Früh um sieben Uhr, als die Sonne gerade über den bewaldeten Berg im Osten hervorlugte, begannen die Schwalben wieder zu fliegen. Wenige Minuten später tauchte auch schon ein Rotmilan auf, der – so hat es mir der Mann gestern erzählt – gerne Jagd auf die Vögel hier macht.

Ich bleibe noch bis etwa acht Uhr liegen und beobachte die Vögel. Interessanterweise fliegen die Mehlschwalben zwar oft ihr Nest an, machen aber in etwa drei Viertel der Fälle kurz vor dem Eingang eine Kehrtwende und fliegen wieder fort. Warum das so ist, konnte ich nicht herausfinden. Vielleicht ist es eine Taktik, Fressfeinde fernzuhalten.

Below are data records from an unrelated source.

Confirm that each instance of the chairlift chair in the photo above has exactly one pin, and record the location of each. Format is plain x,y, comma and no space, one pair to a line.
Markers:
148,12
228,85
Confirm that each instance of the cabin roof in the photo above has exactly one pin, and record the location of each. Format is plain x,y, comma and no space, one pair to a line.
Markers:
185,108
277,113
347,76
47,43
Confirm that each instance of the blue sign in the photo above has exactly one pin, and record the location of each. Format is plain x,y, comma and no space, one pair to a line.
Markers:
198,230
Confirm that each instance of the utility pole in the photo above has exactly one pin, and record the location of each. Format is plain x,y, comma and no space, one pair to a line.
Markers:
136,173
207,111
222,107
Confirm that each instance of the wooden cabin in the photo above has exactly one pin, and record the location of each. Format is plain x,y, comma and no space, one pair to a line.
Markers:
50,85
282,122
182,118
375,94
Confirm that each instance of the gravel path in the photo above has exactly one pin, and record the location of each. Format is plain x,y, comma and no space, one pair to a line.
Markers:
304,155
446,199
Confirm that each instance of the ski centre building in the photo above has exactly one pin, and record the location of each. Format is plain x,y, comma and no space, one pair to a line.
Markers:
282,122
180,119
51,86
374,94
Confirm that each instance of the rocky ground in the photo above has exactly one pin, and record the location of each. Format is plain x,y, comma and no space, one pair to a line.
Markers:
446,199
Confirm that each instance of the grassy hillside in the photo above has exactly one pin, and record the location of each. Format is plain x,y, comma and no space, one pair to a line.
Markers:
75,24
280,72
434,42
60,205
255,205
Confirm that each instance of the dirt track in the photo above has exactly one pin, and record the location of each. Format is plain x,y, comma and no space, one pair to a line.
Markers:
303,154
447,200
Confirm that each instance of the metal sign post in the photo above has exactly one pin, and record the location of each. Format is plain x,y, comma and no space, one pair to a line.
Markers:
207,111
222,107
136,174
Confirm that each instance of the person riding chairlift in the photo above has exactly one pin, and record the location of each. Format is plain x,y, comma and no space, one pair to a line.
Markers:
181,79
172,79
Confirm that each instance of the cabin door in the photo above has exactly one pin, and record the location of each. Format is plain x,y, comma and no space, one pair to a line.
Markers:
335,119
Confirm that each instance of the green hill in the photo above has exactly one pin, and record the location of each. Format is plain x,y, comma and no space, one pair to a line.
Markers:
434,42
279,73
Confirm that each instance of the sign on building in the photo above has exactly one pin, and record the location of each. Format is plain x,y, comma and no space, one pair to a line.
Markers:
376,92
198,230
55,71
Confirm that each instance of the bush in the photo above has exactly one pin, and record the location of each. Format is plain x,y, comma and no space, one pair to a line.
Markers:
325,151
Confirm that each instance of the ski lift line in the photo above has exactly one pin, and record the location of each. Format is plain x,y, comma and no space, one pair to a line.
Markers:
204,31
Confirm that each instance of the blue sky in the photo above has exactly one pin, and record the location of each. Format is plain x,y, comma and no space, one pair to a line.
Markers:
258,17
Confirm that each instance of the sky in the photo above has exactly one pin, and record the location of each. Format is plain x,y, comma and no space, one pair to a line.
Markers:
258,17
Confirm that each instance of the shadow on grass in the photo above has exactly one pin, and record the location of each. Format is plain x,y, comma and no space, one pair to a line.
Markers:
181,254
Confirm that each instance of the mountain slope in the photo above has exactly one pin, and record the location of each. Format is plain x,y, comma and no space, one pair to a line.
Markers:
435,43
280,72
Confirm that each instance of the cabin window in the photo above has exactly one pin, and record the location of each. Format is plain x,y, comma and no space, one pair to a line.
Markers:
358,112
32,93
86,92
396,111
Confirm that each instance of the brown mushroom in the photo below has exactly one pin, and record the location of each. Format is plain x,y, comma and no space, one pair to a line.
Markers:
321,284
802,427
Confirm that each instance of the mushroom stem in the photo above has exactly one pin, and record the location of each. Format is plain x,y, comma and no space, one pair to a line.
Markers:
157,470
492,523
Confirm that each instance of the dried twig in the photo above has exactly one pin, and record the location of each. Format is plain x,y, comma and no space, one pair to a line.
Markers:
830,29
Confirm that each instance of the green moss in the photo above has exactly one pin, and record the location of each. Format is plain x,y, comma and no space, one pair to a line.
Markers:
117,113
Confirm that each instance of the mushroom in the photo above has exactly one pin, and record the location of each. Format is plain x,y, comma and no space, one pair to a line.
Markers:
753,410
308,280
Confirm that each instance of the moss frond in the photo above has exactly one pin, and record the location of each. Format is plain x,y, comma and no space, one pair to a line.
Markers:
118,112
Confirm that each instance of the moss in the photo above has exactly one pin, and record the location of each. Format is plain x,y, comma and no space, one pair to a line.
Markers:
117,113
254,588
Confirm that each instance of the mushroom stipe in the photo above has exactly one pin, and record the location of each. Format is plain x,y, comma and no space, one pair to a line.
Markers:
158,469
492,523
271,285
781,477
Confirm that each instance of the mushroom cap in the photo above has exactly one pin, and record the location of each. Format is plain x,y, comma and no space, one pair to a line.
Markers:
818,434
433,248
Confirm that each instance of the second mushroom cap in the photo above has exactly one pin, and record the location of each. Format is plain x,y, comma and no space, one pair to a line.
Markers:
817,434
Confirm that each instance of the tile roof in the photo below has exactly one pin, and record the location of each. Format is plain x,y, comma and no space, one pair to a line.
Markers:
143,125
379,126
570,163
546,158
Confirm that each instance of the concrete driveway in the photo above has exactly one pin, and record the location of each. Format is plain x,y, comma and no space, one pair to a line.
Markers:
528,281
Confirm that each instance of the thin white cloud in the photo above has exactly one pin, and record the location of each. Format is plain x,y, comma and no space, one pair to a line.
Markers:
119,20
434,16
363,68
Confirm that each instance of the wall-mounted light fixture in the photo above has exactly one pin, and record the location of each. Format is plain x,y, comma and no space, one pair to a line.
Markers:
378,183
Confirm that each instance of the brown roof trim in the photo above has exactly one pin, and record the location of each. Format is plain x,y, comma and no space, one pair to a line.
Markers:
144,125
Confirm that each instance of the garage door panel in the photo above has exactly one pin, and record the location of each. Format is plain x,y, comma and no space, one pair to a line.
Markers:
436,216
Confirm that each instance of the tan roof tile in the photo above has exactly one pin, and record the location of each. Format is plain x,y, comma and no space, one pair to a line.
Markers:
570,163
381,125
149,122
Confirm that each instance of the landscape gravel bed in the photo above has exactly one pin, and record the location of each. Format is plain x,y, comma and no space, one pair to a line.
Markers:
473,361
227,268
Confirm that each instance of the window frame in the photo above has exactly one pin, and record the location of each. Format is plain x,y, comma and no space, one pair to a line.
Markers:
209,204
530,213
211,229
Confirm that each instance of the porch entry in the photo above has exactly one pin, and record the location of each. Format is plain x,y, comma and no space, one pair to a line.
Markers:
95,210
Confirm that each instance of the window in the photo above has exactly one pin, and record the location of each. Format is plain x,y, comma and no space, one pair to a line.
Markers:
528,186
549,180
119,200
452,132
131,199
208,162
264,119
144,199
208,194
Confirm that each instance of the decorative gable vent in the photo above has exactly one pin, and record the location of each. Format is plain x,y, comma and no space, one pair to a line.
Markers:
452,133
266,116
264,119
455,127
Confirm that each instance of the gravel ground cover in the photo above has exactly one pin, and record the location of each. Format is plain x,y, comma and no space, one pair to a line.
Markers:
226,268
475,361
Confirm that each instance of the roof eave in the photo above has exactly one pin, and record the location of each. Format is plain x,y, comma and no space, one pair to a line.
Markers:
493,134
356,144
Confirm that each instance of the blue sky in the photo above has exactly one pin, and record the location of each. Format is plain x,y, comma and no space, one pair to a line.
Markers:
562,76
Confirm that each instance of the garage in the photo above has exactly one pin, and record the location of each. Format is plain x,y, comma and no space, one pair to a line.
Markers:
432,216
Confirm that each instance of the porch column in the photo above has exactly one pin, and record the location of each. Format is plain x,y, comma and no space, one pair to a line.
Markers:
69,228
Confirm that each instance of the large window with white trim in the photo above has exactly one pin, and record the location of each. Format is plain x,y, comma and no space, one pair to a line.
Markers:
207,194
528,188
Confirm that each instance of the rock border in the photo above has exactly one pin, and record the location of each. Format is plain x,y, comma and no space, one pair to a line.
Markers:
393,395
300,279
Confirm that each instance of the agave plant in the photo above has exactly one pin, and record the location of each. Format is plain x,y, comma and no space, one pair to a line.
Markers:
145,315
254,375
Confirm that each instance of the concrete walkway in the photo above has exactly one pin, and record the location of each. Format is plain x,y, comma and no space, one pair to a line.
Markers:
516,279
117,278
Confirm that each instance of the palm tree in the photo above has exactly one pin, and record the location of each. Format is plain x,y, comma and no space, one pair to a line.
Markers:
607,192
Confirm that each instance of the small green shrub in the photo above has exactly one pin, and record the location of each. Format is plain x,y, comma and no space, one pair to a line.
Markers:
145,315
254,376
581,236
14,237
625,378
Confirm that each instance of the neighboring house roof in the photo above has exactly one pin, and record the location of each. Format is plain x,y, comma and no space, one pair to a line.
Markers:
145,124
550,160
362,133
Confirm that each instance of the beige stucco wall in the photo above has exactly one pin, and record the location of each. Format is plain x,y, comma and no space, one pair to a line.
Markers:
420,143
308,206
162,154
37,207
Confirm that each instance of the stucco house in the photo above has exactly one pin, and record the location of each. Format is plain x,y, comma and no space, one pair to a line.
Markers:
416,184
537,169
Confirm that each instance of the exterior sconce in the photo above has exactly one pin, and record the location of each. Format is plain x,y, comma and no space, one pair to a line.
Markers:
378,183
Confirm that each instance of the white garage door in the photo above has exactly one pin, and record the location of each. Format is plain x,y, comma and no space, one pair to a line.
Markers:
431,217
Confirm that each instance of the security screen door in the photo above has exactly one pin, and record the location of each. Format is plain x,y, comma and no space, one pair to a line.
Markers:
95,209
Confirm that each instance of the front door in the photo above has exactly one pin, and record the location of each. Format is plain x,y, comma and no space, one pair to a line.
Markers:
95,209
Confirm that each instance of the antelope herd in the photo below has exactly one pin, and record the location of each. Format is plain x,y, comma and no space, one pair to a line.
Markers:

Nun bin ich etwa 60km gefahren, auf herausragenden Schotterwegen und abgelegenen Straßen. Von 1100m bin ich nun in die Tiefebene hinabgefahren, die auf etwa 600m Höhe liegt. Die Hitze ist schwer wie Blei. Jetzt zu fahren wäre wirklich eine Tortur. Ich werde, wie gestern, wieder in den Abendstunden die restlichen 40km machen. Ich habe zwar auf „Warm Showers“ einen möglichen Gastgeber angeschrieben, habe hier aber noch keine Rückmeldung bekommen. Die Optionen sind rar gesät abseits der großen Städte.

Um 8:30 Uhr fange ich an, inmitten der Agrarwüste, in der ich mich befinde, einen geeigneten Ort zum Zelten zu suchen. Der Mann, der hinter mir in dem Mini fährt, scheint bemerkt zu haben, dass ich etwas suche. Er fährt an mich heran und kurbelt das Fenster hinunter.

„Suchst du etwas?“, fragt er mich.

„Ja, ich suche einen Ort zum Zelten.“

„Woher kommst du?“

„Aus Deutschland.“

„Ach, dann können wir ja Deutsch reden. Ich komme aus Dänemark, lebe aber seit 1978 hier in Spanien.“

„Das ist lange, was hat Sie denn hierhergeführt?“

„Die Arbeit. Ich habe 30 Jahre lang mit Touristen gearbeitet. Auf Ibiza, auf Mallorca, den Kanaren, Costa del Sol und schließlich Teneriffa. Vier verschiedene Hotels habe ich geleitet. Aber nach 30 Jahren war Schluss. Da habe ich mir gesagt, nie wieder Touristen. Zusammen mit meiner Frau, die ist Spanierin, habe ich mir dann hier ein kleines Häuschen gekauft für den Ruhestand. Aber ja, zu deinem Zeltplatz. Ich habe hier ein kleines Grundstück, wo ich Zwiebeln und Sellerie anbaue. Wenn du willst, kannst du da dein Zelt aufstellen. Der Boden ist nicht besonders gut und es gibt viele Insekten, aber für eine Nacht wird es wohl gehen, wenn du möchtest.”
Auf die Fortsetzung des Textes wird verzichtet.